This latest thing with athletes kneeling during the US national anthem confuses the heck out of me. I support anyone’s right to protest peacefully, of course, as a form of free speech; it’s just that I’d have thought that kneeling was a deeper expression of respect than standing.

  • I grew up in a religion that stresses not kneeling to anyone but God (as have other religions including parts of CHristianity). Hebrew school included stories of martyrs who were executed for not kneeling to various kings.
  • I also grew up in a city that stresses US Revolutionary history because so much of it happened there. It was a big deal, establishing protocol in the infant US government, and they specifically rejected kneeling before his Majesty the President, because free men do not kneel.
  • But I’m not sure how much of all that these athletes know. Are they just trying to attract attention? Or are they saying symbolically that they’re still slaves?

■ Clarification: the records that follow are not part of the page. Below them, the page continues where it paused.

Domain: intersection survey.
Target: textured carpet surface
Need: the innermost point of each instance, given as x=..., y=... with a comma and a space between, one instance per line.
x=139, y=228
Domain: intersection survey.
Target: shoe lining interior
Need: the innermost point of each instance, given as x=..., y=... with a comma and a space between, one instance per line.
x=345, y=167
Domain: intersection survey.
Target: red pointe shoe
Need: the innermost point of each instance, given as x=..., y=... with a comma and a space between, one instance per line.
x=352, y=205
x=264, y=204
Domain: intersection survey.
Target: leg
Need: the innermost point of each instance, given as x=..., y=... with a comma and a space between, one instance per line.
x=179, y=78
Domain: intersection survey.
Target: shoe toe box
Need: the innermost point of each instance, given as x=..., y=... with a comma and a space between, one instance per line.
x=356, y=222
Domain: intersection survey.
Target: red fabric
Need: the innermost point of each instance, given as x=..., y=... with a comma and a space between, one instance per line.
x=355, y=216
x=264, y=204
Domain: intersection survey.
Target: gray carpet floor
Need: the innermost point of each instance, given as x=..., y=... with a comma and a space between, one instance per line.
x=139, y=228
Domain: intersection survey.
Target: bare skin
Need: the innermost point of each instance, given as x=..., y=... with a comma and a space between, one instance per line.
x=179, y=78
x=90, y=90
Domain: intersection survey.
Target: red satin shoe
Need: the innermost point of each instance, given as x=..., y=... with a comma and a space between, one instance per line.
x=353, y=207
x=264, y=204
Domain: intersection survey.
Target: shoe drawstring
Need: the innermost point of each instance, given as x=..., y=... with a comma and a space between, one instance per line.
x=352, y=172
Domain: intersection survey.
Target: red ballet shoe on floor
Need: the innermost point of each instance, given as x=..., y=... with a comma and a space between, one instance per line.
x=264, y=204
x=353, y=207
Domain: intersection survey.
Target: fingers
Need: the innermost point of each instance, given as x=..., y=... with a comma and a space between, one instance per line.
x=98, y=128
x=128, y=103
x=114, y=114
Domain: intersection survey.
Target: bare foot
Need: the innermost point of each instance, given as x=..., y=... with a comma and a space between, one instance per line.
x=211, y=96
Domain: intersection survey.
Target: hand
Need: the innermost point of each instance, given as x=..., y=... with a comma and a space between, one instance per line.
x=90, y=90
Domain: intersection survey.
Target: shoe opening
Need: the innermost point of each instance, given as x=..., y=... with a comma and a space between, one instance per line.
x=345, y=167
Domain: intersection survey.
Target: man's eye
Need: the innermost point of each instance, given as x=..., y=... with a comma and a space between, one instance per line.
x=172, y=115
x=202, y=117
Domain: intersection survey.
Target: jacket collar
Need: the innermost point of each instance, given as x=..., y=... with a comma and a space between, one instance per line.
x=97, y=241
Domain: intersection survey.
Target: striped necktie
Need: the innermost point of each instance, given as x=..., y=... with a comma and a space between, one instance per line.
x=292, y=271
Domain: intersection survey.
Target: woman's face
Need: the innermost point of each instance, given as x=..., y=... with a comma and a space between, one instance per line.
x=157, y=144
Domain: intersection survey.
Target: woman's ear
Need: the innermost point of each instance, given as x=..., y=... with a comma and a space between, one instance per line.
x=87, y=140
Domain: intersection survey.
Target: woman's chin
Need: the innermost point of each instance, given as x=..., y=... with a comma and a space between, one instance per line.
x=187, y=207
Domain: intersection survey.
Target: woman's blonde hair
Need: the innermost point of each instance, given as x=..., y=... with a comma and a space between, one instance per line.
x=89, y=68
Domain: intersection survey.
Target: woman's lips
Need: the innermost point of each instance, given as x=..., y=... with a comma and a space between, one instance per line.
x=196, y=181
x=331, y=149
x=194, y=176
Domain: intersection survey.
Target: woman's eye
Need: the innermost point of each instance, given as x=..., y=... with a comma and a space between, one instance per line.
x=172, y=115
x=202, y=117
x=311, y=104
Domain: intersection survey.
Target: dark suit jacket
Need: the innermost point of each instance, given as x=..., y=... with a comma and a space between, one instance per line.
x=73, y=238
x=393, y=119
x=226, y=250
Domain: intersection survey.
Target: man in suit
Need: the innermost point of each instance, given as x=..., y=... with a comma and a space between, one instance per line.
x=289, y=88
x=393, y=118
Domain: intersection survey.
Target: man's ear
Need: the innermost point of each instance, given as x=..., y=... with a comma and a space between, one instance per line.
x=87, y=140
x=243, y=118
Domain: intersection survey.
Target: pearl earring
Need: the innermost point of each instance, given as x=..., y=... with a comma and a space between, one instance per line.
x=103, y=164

And all that is even ignoring the more basic question of “How is the Star Spangled Banner” even suitable for a national anthem? Canadians pledge to “stand on guard” for their country; Brits express allegiance to their ruler. The French call themselves to action; others hail their homeland express hope for the future of their country. How does “Hey, the flag didn’t get shot down on one night of a battle 200 years ago” work as an anthem? (It’s too bad we can’t use America (My Country ‘Tis of Thee) instead, because that DOES have an appropriate message, but the ENglish got to the tune first.)

On another topic, speaking of free speech reminds me of Jim Wright’s 9/11 post, that got pulled down from Facebook, which made me think of what I was saying the other day about math and mortality – only a different sort of math. Wright pointed out that 3000 people were killed on 9/11/01, and to avenge them we spent the lives of 8000 of our own and killed 300,000 or more in Iraq and Afghanistan. (Side note: it’s hard to see how anyone can claim the US is a Christian country while so thoroughly forgetting “Vengeance is mine, saith the Lord”.) It doesn’t seem like a very good deal in terms of pure numbers. Maybe it would have been worth it to make an important point, just as men volunteered for WWI in the hopes that it was a war to end all wars. Unfortunately, we seem to have succeeded about as well as they did.